Beste, keşke yakın olsaydık, Ares'in yavrularından biri senin olsun isterdim :) İlerde olabilir bu aralarda aday arıyoruz da..

Özlem, hayat tarzıma yakın sanırım bu yüzden bende çok sevdim..

Rengin, bende seni hep okuyorum :) Sağol,yine bekleriz efendim :)

Aysetun, evet bu da var sahil dedikleri deniz kenarında olmayabiliyor :))

Burcu,zaten Karadenizi çok görmek istiyorum, cümlen beni kaçırabilir oralara.. ama sınav bitsin belki yaza kaçarım..

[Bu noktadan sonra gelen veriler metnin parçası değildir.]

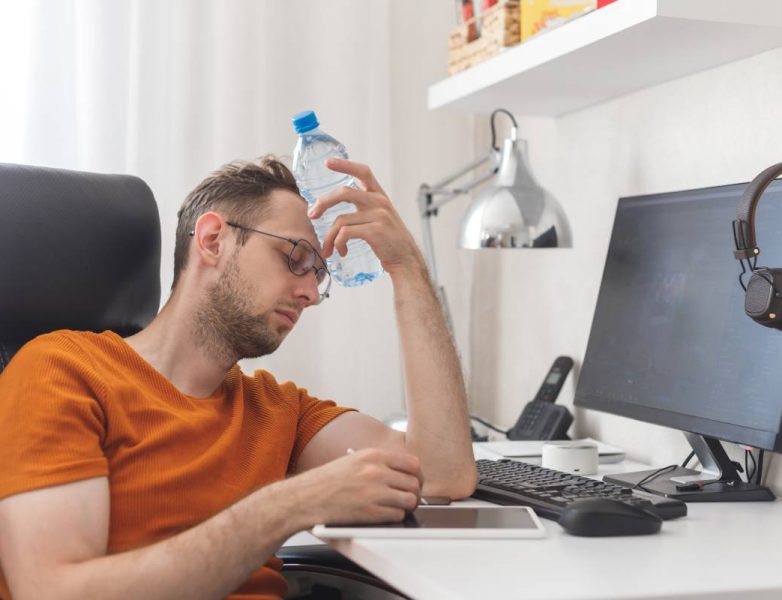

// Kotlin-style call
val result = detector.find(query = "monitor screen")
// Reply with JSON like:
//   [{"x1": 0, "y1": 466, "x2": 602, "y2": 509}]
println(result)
[{"x1": 575, "y1": 181, "x2": 782, "y2": 451}]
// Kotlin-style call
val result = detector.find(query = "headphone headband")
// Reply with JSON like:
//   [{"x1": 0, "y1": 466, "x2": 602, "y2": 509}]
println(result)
[{"x1": 733, "y1": 163, "x2": 782, "y2": 260}]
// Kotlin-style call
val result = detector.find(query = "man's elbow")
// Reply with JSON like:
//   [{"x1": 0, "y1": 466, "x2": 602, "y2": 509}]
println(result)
[{"x1": 424, "y1": 464, "x2": 478, "y2": 500}]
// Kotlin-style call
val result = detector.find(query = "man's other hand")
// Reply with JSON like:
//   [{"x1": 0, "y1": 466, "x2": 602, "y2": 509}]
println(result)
[{"x1": 287, "y1": 448, "x2": 423, "y2": 525}]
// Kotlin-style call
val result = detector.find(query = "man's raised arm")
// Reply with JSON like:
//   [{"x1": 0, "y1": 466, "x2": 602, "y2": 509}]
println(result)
[{"x1": 303, "y1": 159, "x2": 477, "y2": 498}]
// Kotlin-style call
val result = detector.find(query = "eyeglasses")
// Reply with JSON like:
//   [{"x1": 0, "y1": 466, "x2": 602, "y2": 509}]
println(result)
[{"x1": 226, "y1": 221, "x2": 331, "y2": 304}]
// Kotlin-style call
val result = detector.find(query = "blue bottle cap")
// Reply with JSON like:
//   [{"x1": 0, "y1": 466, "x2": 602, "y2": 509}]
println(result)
[{"x1": 293, "y1": 110, "x2": 320, "y2": 133}]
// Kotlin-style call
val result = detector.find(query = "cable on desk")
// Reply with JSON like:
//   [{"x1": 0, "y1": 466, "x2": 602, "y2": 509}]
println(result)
[
  {"x1": 754, "y1": 450, "x2": 766, "y2": 485},
  {"x1": 470, "y1": 415, "x2": 509, "y2": 435}
]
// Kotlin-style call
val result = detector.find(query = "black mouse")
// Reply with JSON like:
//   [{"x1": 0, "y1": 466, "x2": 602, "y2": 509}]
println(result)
[{"x1": 559, "y1": 498, "x2": 663, "y2": 537}]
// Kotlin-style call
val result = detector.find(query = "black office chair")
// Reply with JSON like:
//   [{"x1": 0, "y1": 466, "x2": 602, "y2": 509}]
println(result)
[{"x1": 0, "y1": 163, "x2": 414, "y2": 599}]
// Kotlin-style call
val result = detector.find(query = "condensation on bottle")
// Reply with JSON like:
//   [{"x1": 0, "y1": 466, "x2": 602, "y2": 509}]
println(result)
[{"x1": 293, "y1": 110, "x2": 383, "y2": 287}]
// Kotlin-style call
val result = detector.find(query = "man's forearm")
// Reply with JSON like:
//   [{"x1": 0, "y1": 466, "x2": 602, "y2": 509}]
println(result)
[
  {"x1": 40, "y1": 482, "x2": 309, "y2": 600},
  {"x1": 392, "y1": 263, "x2": 475, "y2": 497}
]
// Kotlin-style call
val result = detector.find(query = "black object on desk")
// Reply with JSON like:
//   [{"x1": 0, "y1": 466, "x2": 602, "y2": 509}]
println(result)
[
  {"x1": 473, "y1": 459, "x2": 687, "y2": 521},
  {"x1": 559, "y1": 498, "x2": 663, "y2": 537}
]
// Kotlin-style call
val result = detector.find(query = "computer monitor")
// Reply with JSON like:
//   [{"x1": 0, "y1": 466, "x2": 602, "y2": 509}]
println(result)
[{"x1": 575, "y1": 181, "x2": 782, "y2": 501}]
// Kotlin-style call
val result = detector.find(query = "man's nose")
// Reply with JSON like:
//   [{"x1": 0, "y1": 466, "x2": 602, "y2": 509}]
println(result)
[{"x1": 296, "y1": 270, "x2": 320, "y2": 306}]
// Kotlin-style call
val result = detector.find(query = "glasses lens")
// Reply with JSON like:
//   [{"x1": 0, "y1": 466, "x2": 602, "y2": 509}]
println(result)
[
  {"x1": 289, "y1": 240, "x2": 317, "y2": 275},
  {"x1": 290, "y1": 240, "x2": 330, "y2": 294}
]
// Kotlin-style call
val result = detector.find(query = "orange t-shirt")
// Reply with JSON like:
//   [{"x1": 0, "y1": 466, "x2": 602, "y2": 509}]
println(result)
[{"x1": 0, "y1": 331, "x2": 356, "y2": 599}]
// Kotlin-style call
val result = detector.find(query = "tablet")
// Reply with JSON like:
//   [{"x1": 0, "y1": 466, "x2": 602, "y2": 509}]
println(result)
[{"x1": 312, "y1": 506, "x2": 546, "y2": 539}]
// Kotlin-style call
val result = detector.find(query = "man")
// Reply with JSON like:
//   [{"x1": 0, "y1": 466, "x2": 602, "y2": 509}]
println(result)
[{"x1": 0, "y1": 159, "x2": 476, "y2": 600}]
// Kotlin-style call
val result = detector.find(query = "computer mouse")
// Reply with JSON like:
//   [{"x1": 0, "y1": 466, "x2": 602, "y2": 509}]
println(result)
[{"x1": 559, "y1": 498, "x2": 663, "y2": 537}]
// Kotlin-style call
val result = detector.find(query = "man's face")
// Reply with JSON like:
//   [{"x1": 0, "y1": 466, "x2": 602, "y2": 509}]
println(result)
[{"x1": 198, "y1": 190, "x2": 320, "y2": 362}]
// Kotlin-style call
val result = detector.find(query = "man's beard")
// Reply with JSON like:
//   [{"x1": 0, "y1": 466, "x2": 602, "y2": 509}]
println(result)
[{"x1": 195, "y1": 257, "x2": 285, "y2": 365}]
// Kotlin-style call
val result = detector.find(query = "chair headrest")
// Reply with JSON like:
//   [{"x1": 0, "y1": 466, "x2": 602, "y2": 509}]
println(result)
[{"x1": 0, "y1": 163, "x2": 160, "y2": 368}]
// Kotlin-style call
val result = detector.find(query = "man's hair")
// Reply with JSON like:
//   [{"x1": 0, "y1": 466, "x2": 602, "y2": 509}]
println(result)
[{"x1": 171, "y1": 156, "x2": 299, "y2": 289}]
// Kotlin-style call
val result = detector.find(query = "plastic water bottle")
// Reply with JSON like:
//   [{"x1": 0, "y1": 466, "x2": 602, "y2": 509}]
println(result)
[{"x1": 293, "y1": 110, "x2": 383, "y2": 287}]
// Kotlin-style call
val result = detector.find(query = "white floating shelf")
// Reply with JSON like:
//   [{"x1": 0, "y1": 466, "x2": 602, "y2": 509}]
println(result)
[{"x1": 428, "y1": 0, "x2": 782, "y2": 116}]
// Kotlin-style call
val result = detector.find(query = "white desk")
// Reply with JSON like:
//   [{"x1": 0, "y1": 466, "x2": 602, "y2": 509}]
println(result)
[{"x1": 306, "y1": 465, "x2": 782, "y2": 600}]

turkuaz kıyılar dedi ki...

Asortikciğim biraz gecikmeli okudum yazını ama olsun, her zaman ki gibi keyif ala ala cümlelerin sonuna geldim...
Milföy bendede her zaman bulunur ve acil zamanlar için kurtarıcımdır:) tuzluları hep yaparım ama lokumlu denememiştim, bir deneyelim bakalım, ben zaten tatlı delisiyim, siler süpürürüm heralde:)
Şiir harika gerçekten...
Bu arada eldivenlerine bayıldım... soğuk havalarda güle güle kullan canım:)))

Unknown dedi ki...

Selamlar Minik börekçiklere bayıldım en kısa zamanda ben de yapıcam. Ben fırın tepsisine yağlı kağıt kullanıyorum çok büyük kolaylık hem de deterjandan ve sudan tasarruf ediyorsunuz. Yani her seferinde tepsi yıkama derdi yok. Üstelik aynı kağıdı ( balık hariç ) tekrar tekrar 3 - 4 kez kullanabiliyorsunuz tabiii ki tepsiye yapışma derdi de yok tavsiye ederim :)

Asortik Krep dedi ki...

Turkuaz Kıyılar, eldivenlerden koleksiyon olacak kadar var ama şimdi kahverengi deri ve siyah deri eldiven istiyorum..
Tatlı bende çok severim ama bu aralar yemiyorum..
Buket, inan ki kağıdı da fırında tek kullanımlık kullanabiliyorum, rengi değiştiğinde çıkarıp başka bir kullanım için saklayamam onu..Zaten nasıl beceriyorum bilmiyorum amaparçalanıyor benimkiler.